The film marks Bigelow’s first in more than two decades without her longtime screenwriter Mark Boal (they worked together on Detroit, Zero Dark Thirty and Hurt Locker). Oppenheim, the former president of NBC News (and the writer of political entertainmens like Jackie), had expertise on the matter of nuclear preparedness, and both he and Bigelow spent months talking to past and current U.S. officials about the emergency decision-tree that would follow if experts detected an incoming missile. The movie both comes in the tradition of, and calculates realities that didn’t exist with, Cold War cinematic staples like Fail Safe, Dr. Strangelove and The Day After. Bigelow herself previous swam in nuclear waters with 2002’s period dramatic thriller K-19: The Widowmaker, though is a lot more interested here in the future, or the pesky matter of whether there will be one.

Dynamite arrives in U.S. theaters Oct 10 before debuting on Netflix two weeks later. The movie could draw comparisons to Paul Greengrass’ California-wildfire drama The Lost Bus, also a real-time thriller about a topical subject hitting streaming next month (Apple TV+).

Like other Bigelow geopolitical works (both Zero Dark and Hurt Locker were nominated for best picture, with Hurt Locker winning), the film also instantly finds itself an awards front-runner. Bigelow’s well-known ability to progressively intensify a crisis in real time — think of the harrowing minutes of the police-led assault in a Michigan home in Detroit or the unfolding assassination of Osama Bin Laden in the last section of Zero Dark Thirty – already made the film a spellbinder to the 1,100 people who packed Alice Tully Hall late Sunday night, though it remains to be seen how a mass streaming audience or awards voters will react to the film’s principled reluctance to attempt answers to many of the questions it poses.
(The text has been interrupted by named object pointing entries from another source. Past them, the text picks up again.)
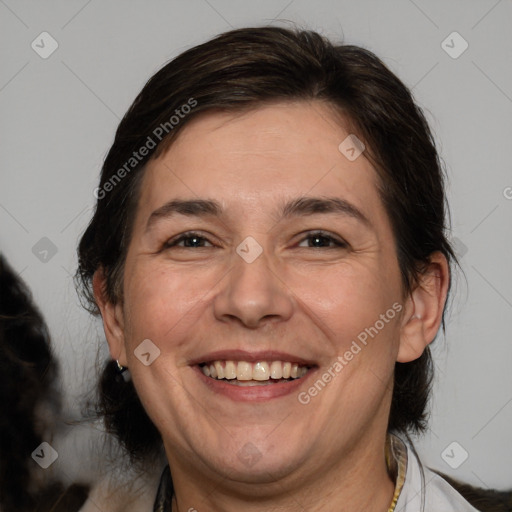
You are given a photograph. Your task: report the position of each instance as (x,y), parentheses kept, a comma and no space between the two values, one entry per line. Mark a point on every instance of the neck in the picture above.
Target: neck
(359,480)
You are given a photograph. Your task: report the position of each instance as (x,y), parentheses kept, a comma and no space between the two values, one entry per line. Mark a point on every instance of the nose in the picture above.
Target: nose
(253,294)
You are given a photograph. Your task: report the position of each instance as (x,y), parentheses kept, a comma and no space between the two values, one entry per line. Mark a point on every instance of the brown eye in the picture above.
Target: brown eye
(188,241)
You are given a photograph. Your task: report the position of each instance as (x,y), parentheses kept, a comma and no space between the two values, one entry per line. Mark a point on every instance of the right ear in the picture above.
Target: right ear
(113,318)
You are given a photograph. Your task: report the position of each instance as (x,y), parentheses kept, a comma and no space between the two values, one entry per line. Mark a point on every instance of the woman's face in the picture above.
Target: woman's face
(267,276)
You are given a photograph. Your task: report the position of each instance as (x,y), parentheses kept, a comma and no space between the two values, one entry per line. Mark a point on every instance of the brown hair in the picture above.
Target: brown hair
(244,69)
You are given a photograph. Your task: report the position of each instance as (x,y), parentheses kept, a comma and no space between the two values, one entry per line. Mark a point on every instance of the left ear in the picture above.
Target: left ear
(424,308)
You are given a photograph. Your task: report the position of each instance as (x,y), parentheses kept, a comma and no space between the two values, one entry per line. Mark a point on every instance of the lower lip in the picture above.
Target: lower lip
(256,393)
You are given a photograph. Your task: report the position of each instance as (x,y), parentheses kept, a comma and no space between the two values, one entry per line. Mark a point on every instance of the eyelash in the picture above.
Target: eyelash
(315,234)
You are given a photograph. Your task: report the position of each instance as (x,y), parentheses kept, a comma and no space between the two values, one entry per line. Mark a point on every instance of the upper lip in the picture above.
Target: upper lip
(244,355)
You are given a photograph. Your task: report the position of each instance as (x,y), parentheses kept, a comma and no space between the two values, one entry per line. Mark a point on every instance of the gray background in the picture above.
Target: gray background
(58,120)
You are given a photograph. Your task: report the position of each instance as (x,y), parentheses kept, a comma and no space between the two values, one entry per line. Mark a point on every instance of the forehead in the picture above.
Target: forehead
(251,159)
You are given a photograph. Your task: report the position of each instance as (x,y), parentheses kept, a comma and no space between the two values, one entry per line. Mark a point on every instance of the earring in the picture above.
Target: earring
(123,370)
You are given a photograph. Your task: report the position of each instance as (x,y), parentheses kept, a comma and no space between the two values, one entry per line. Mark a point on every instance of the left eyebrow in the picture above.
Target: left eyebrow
(299,207)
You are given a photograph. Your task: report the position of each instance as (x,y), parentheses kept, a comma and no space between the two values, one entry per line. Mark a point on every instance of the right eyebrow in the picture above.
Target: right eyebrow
(189,207)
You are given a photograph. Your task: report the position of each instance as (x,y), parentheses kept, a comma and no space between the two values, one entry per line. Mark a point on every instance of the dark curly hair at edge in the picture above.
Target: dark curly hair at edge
(242,70)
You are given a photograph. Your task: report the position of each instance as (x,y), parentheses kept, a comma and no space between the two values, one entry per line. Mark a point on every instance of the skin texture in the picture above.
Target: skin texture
(306,300)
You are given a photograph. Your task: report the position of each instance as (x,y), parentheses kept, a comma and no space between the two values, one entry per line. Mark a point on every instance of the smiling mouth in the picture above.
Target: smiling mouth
(258,373)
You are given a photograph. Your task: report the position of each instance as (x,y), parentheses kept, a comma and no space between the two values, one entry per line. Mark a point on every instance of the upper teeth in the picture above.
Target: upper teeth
(260,370)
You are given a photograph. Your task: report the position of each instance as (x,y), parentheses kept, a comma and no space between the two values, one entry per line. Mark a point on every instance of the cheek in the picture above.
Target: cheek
(161,305)
(348,299)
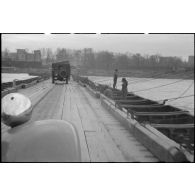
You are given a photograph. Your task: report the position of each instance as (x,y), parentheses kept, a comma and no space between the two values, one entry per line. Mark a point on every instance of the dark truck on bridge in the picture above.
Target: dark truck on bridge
(61,71)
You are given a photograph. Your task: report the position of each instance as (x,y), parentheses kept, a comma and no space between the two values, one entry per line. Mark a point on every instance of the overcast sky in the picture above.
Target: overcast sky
(181,45)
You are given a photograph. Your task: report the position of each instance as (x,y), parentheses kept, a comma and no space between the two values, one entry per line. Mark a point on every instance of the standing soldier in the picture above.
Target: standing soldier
(115,78)
(124,88)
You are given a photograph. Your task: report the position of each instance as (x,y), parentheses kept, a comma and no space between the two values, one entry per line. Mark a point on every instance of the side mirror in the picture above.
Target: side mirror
(16,109)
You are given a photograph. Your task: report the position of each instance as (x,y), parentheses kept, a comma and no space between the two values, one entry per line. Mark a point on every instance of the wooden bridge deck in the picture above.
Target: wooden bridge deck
(102,137)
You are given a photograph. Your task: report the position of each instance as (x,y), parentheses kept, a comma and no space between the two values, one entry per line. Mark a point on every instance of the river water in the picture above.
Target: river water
(159,93)
(9,77)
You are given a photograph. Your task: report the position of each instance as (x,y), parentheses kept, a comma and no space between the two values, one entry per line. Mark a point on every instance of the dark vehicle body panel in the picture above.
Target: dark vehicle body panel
(61,71)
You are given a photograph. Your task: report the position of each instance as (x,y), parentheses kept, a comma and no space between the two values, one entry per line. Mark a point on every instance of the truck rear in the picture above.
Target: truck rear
(61,71)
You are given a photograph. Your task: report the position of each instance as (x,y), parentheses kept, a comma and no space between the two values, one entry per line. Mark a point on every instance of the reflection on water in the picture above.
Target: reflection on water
(164,92)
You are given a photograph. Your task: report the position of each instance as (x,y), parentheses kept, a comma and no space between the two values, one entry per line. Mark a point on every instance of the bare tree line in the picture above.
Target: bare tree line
(87,58)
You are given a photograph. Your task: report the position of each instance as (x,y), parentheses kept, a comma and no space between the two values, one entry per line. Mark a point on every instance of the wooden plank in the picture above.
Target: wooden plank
(175,126)
(102,148)
(143,106)
(160,113)
(70,113)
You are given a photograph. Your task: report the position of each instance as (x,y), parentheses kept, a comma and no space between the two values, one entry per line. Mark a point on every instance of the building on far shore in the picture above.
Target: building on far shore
(23,55)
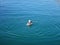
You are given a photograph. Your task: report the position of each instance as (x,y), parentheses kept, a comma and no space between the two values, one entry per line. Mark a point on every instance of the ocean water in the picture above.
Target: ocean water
(45,15)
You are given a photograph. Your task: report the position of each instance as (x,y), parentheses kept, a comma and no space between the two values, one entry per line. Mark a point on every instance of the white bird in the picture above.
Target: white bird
(29,23)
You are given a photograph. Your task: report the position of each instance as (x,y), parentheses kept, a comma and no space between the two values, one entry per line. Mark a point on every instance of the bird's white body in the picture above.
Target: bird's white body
(29,23)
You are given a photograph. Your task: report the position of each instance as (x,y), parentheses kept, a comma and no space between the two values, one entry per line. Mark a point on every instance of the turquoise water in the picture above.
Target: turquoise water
(14,15)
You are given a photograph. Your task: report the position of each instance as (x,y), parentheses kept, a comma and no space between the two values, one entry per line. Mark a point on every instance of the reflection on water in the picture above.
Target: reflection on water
(46,24)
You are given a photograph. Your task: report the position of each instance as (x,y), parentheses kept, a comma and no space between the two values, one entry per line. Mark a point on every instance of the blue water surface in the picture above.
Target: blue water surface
(45,15)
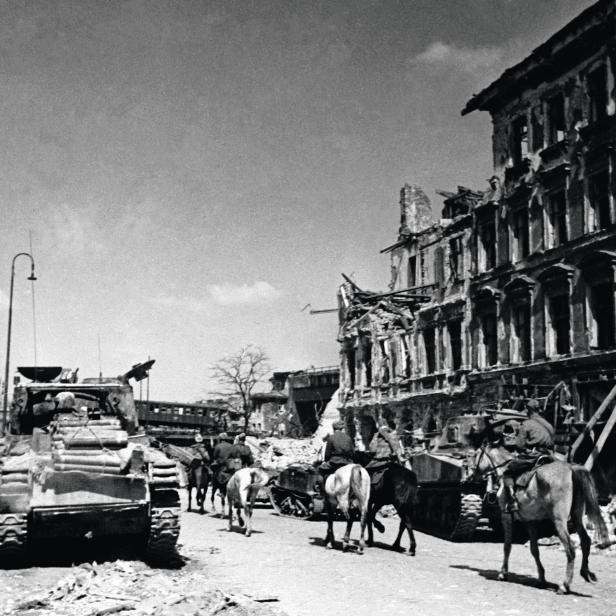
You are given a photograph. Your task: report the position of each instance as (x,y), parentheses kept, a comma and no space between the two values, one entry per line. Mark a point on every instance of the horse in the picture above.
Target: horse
(396,486)
(556,491)
(242,490)
(198,476)
(220,479)
(347,488)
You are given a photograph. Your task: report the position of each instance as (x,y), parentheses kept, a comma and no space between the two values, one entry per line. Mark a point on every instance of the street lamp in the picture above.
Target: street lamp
(8,335)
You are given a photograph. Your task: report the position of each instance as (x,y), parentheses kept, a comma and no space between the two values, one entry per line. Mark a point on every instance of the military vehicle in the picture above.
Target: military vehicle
(71,466)
(452,497)
(298,492)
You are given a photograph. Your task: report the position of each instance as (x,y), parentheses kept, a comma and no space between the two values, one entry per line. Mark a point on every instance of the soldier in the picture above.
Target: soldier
(339,450)
(242,452)
(535,439)
(222,453)
(199,449)
(385,446)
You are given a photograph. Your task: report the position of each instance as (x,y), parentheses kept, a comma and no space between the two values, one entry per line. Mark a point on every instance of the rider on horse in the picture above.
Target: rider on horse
(242,452)
(199,449)
(535,439)
(385,446)
(222,455)
(339,450)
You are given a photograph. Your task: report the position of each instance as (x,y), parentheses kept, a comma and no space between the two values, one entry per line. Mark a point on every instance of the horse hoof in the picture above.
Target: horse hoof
(563,590)
(589,576)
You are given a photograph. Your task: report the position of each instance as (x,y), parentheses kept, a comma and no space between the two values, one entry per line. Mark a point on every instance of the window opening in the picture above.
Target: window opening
(599,197)
(558,218)
(489,338)
(520,233)
(455,343)
(556,118)
(520,139)
(602,308)
(597,93)
(521,324)
(412,271)
(428,335)
(559,308)
(488,242)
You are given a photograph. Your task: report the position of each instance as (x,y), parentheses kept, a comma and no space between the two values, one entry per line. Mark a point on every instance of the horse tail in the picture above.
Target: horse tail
(584,488)
(356,485)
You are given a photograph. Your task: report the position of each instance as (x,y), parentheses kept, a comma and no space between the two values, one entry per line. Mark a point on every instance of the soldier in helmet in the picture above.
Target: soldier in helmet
(242,452)
(385,446)
(339,450)
(535,439)
(199,449)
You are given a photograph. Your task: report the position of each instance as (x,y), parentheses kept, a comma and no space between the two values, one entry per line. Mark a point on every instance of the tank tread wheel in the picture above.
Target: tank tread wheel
(470,513)
(13,537)
(164,526)
(290,505)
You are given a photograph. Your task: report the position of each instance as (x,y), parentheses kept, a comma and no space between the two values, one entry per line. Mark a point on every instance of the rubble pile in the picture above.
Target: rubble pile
(278,453)
(132,588)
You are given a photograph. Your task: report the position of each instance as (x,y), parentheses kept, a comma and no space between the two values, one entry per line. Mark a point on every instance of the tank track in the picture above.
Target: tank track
(164,527)
(13,537)
(289,504)
(447,513)
(470,512)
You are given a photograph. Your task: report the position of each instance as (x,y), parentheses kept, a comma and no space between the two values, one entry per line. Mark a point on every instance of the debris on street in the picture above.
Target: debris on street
(135,589)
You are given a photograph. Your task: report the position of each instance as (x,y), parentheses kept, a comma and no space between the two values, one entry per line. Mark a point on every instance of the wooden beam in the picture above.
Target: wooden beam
(592,421)
(596,450)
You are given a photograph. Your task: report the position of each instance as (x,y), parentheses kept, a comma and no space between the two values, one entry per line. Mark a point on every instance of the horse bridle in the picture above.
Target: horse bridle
(493,466)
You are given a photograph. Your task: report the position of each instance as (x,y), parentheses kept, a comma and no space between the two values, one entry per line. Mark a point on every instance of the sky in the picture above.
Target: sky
(191,174)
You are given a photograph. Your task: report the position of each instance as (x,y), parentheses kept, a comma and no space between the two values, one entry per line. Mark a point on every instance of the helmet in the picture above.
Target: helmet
(532,405)
(65,400)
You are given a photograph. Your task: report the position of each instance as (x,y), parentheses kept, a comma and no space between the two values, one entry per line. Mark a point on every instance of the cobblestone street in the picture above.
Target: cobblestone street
(284,559)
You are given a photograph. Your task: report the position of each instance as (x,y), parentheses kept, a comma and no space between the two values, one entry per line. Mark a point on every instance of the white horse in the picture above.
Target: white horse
(242,491)
(348,488)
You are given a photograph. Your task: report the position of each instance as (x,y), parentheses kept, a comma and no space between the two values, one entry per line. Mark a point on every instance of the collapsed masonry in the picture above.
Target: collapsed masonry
(521,277)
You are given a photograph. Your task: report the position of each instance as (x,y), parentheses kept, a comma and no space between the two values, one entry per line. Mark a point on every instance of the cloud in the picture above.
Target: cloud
(219,294)
(190,304)
(439,54)
(230,295)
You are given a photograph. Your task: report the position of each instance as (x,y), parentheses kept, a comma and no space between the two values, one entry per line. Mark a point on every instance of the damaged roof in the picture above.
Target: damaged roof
(589,29)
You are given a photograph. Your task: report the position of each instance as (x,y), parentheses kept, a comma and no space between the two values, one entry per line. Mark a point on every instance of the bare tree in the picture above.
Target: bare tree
(240,373)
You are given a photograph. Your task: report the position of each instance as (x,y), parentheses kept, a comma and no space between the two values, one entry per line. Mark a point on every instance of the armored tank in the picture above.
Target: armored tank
(72,466)
(452,497)
(297,492)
Even more pressing is how the film will activate in a world where nuclear tensions continue to rise on the Korean Peninsula, Russia still occupies a nuclear power plant in Ukraine and U.S. president Donald Trump tells the United Nations that “the only thing that solves war and wars is action.”

Bigelow’s impact on collective political thinking is virtually unmatched among mainstream Hollywood directors. Zero Dark forced a reckoning with enhanced-interrogation techniques (even as it also inadvertently wandered into a political thicket) while Hurt Locker cast new light into the minds of soldiers back from the country’s forever wars. Even Detroit, though undoubtedly divisive, seemed once again ahead of a national conversation that would ensue three years later with another instance of race-based police brutality in the Midwest with George Floyd’s murder in Minneapolis.

The director has high ambitions here too.  “My hope,” Bigelow said of her new film, is that it can “encourage conversation about reducing the nuclear stockpile. That would be the optimal outcome.”

New York Film Festival artistic director Dennis Lim told the audience that those hoping for a hug or respite might want to look elsewhere.  “Some films function as escapism; they make you forget the world you’re living in,” Lim said before the screening. “This is not that kind of movie.” The audience laughed, then a few hours later, its minds and anxieties provoked, spilled out into the warm September air a little heavier for the wear.